Наука Маслаченко
Фото: Коммерсантъ/Даниил Иванов
У меня есть странное чувство, оно меня преследует. Ну, как преследует? Я ему на самом деле очень рад. Сформулировать не возьмусь, поясню на примере.
Вот был я тут в школе. В своей. На юбилее, несколько лет назад. Я вошел, и немедленно накрыло ощущение, что если пройтись сейчас по этажам, я все найду на своих местах. Как это было тогда. И я знаю, что Маргарита Георгиевна умерла, а девчонки выросли, но вот, я ж говорю, есть такое чувство.
Был тут сравнительно недавно в Израиле. Давно, когда первый раз туда занесла нелегкая доля журналиста, мы были там вместе с Майоровым. Он уже болел. Сильно хромал, ходил с палочкой. Ну, повезли меня по стандартной программе, и у Стены Плача я словно его снова увидел. Хотя это и было невозможно.
Вот так я Никитича иногда вижу. Как ночью за угол заверну, иногда идет мне навстречу – он Италию закончил, у меня Испания вот-вот. На секунду. Потому что на самом деле ничего, конечно, нет.
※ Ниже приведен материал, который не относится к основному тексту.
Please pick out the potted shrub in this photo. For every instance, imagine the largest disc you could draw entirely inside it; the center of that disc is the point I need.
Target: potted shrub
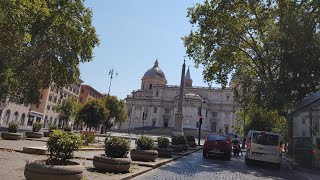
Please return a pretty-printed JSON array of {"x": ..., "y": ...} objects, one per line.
[
  {"x": 87, "y": 137},
  {"x": 51, "y": 128},
  {"x": 191, "y": 141},
  {"x": 61, "y": 146},
  {"x": 35, "y": 131},
  {"x": 163, "y": 147},
  {"x": 144, "y": 151},
  {"x": 115, "y": 159},
  {"x": 179, "y": 143},
  {"x": 12, "y": 132}
]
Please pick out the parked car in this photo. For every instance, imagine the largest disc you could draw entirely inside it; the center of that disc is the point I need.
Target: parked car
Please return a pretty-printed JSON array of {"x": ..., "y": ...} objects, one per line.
[
  {"x": 217, "y": 144},
  {"x": 263, "y": 146}
]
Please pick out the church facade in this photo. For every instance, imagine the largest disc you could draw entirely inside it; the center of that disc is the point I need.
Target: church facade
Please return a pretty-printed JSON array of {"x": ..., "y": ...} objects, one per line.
[{"x": 155, "y": 104}]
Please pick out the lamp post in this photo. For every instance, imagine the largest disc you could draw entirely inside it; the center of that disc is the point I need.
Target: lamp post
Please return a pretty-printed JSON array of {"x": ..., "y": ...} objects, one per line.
[{"x": 200, "y": 121}]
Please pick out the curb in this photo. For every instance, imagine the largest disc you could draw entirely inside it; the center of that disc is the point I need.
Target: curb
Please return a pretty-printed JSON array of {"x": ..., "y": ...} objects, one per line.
[{"x": 159, "y": 165}]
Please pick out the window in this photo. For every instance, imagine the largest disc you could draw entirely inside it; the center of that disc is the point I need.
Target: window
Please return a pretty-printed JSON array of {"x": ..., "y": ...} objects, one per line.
[
  {"x": 265, "y": 139},
  {"x": 214, "y": 114}
]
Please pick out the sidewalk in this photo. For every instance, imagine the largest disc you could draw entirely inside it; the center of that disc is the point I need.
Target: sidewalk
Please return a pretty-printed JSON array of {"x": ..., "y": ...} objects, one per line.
[{"x": 307, "y": 174}]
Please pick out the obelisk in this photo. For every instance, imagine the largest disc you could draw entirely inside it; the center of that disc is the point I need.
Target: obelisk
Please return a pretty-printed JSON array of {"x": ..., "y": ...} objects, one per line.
[{"x": 178, "y": 122}]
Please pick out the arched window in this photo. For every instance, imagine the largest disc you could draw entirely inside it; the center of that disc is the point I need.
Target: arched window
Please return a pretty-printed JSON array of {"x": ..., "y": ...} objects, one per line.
[
  {"x": 23, "y": 117},
  {"x": 15, "y": 116},
  {"x": 7, "y": 117}
]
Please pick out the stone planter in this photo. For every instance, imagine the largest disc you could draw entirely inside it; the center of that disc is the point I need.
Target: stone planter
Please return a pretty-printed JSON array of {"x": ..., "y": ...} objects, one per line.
[
  {"x": 177, "y": 148},
  {"x": 11, "y": 136},
  {"x": 46, "y": 133},
  {"x": 192, "y": 144},
  {"x": 38, "y": 170},
  {"x": 33, "y": 134},
  {"x": 113, "y": 165},
  {"x": 165, "y": 152},
  {"x": 143, "y": 155}
]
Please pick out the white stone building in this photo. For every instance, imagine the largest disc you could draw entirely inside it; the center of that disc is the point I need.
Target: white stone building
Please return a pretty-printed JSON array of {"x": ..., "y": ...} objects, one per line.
[{"x": 155, "y": 104}]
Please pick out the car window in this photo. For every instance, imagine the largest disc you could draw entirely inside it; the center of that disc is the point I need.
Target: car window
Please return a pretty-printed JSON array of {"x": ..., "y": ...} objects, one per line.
[
  {"x": 216, "y": 138},
  {"x": 265, "y": 139}
]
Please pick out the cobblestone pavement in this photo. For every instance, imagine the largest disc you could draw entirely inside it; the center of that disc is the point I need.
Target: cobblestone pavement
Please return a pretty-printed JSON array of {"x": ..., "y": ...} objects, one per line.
[{"x": 195, "y": 167}]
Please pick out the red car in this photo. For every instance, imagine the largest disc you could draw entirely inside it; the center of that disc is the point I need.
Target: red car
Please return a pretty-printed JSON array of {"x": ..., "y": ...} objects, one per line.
[{"x": 217, "y": 144}]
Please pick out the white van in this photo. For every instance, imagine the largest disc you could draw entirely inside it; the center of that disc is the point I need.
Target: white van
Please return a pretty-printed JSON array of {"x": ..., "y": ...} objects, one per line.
[{"x": 263, "y": 146}]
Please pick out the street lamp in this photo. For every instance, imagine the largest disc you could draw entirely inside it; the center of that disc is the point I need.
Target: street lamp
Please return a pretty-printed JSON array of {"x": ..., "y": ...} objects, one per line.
[{"x": 200, "y": 121}]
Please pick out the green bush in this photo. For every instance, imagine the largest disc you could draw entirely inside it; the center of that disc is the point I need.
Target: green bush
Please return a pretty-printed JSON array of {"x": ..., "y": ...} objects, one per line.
[
  {"x": 61, "y": 146},
  {"x": 13, "y": 127},
  {"x": 176, "y": 140},
  {"x": 117, "y": 147},
  {"x": 190, "y": 139},
  {"x": 145, "y": 143},
  {"x": 163, "y": 142},
  {"x": 87, "y": 137},
  {"x": 53, "y": 127},
  {"x": 36, "y": 127}
]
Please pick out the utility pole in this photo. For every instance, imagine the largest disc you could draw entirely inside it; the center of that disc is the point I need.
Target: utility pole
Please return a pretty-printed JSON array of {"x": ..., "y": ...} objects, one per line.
[
  {"x": 200, "y": 121},
  {"x": 111, "y": 72}
]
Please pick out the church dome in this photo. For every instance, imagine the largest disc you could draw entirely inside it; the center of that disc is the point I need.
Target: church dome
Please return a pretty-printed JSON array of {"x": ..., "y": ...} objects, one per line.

Научиться у него можно только одному. Не запомнить как байку, или как оценку конкретного эпизода – а к другому еще поди, приложи; не совет на ус намотать – он не давал советов; не записывать за ним его невероятные словесные конструкции – а вот что-то такое получить, что в своей жизни потом сможешь использовать. Все, что он делал сам, было им же и пропитано, это было его и только его; копируй – но это, во-первых, дело для слабых, а во-вторых, копирование кого-то – занятие, максимально далекое от Маслаченко. Копируя его, ты в нем главное на том же шагу и предавал.
Впрочем, никому это, слава Богу, в голову так и не пришло.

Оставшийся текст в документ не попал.